TCHAUL, ATÉ LOGO; that’s Portuguese for “BYE, SEE YOU LATER” . . . :)

salt cod fish croquettes - 'bolinhos de bacalhau'


40 fish balls (35 grams each)


  • 500 grams (4 cups) soaked, de-boned, skinned, flaked salt cod (from 750 grams dried salt cod)
  • 750 grams (4 cups) cooked & mashed potatoes
  • 125 grams (1 large) finely grated yellow onion (or use 3 large spring onions)
  • 12,5 grams (1 tbsp) crushed garlic
  • 25 grams (2 tbsp) finely grated celery
  • 115-170 grams (2-3 large) eggs (separated into yolks & whites)
  • 4 bay leaves
  • 10 grams (4 tbsp) fresh chopped flat-leaf parsley
  • 5 grams (2 tbsp) fresh dill fronds
  • 2,5 grams (1 tbsp) chopped chives
  • 480 – 720 ml (2-3 cups) whole milk
  • 30 ml (2 tbsp) white vinegar
  • 2 grams (½ tsp) whole mixed peppercorns
  • 4 slices lemon rind (from ½ a lemon)
  • 1 gram (¼ tsp) lemon zest
  • 1 gram (¼ tsp) ground pepper 
  • 1 gram (¼ tsp) fine sea salt (if necessary)

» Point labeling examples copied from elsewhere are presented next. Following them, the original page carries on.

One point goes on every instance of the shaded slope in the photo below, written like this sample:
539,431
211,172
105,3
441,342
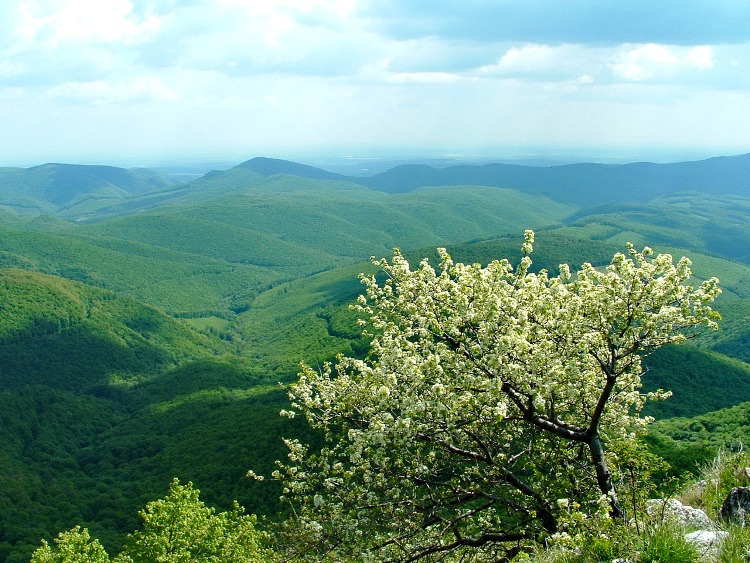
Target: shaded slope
103,400
50,187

  • optional : 135 grams (1 cup) dried breadcrumbs
  • 720 ml-1000 ml (3-4 cups) vegetable oil for frying 


  • soak the dried & salted cod in water for 24 hours (change the water after 12 hours), taste a small piece (yes, it’s safe) and if it’s too salty for you, then change the water again and wait another 12 hours then drain (you can use this water later)

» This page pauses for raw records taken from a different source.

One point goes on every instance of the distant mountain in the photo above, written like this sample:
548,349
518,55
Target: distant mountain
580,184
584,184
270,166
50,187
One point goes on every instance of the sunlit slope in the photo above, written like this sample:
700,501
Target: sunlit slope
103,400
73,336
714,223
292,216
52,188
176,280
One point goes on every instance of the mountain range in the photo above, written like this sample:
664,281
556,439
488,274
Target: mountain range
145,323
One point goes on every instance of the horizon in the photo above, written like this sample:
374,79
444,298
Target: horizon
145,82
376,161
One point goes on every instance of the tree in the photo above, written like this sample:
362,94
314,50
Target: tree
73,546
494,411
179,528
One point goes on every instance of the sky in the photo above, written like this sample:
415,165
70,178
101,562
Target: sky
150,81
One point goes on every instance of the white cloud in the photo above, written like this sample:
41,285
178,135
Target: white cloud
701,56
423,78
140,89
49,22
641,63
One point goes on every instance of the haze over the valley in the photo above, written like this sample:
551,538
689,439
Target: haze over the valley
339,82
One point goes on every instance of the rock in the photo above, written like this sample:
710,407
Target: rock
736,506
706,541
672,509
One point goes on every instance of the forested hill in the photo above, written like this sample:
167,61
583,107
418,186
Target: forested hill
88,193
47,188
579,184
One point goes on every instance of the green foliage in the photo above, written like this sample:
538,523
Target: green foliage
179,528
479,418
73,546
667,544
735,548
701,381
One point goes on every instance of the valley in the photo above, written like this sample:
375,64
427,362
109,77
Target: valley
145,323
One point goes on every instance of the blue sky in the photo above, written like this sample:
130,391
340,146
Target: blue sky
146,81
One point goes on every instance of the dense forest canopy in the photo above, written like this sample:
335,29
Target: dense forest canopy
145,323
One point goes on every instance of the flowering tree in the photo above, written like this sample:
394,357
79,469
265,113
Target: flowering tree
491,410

  • place the unpeeled whole potatoes in 2 liters regular water (or as I do, 2 liters of the salty cod water) and 2 tbsp white vinegar, bring to a boil (about 10 minutes) and let boil for another 15-20 minutes until tender, remove, let cool slightly but still warm to the touch, then peel off the skins and use a ricer or potato press to crush them
  • place the salt cod pieces (cut in half or quarters) in 2-3 cups milk and 2-3 cups of water (or enough to cover everything), add 2-3 bay leaves and some peppercorns and some lemon rind, bring to a boil (about 10 minutes before it reaches a boil), then turn off the heat immediately when it begins to boil, cover with a lid and let sit for 5-10 minutes
  • remove the fish from the hot milk & water, let it cool down, then remove the skin and bones carefully while flaking the flesh coarsely with your fingers (rinse your hands often because they become too sticky to separate the flesh from the bones and skin) 

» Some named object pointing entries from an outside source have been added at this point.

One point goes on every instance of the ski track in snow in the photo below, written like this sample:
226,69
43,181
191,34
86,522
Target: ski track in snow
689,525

  • place the fish flakes in a towel and rub them together (this is the Portuguese way) or simply pulse it several times in a food processor, remove any extra bones you discover
  • grate the onions and celery very finely, crush the garlic and chop up all the herbs and zest some lemon
  • separate the eggs (start with 2 eggs and add 1 later if necessary), reserve the yolks and beat the egg whites with a pinch of salt and 2 drops of white vinegar until frothy and stiff
  • combine the crushed potatoes with the flaked fish and herbs and egg yolks (start with 2 egg yolks then see if you need a third one) until smooth (I used a hand-held mixer), at the end, gently fold in the egg whites (from 2-3 eggs) with a spoon
  • do a frying taste-test with 1 or 2 patties/balls before shaping/forming all of the fish cakes/balls and adjust to your taste (mine were fine and didn’t need any extra salt)
  • chill the mixture for at least 60 minutes before shaping/forming into balls of about 2½ tbsp or 35 grams each (you can make them larger if you wish)
  • coat the fish croquettes/cakes/balls with the breadcrumbs (this is optional but much easier for handling and for freezing because they don’t stick together)
  • note : you can freeze the fish croquettes/cakes/balls on a platter and then transfer to freezer bags and thaw them several hours before frying
  • fry the fish croquettes in hot vegetable oil (or a combination with olive oil) in a deep frying pan or deep-fryer at 165°C-170°C for about 7-8 minutes total (I used a kitchen thermometer because if the oil is too hot, they will burn on the outside and not cook enough on the inside and if it’s not hot enough, the fish croquettes/balls will absorb too much oil while cooking) 
  • serve warm with some lemon slices, mayonnaise or tartare sauce or as I did with my combination tzatziki-tartare sauce that I had created for my fish & chips recipe, called “tartziki-tzartare” sauce, (you can see the recipe here).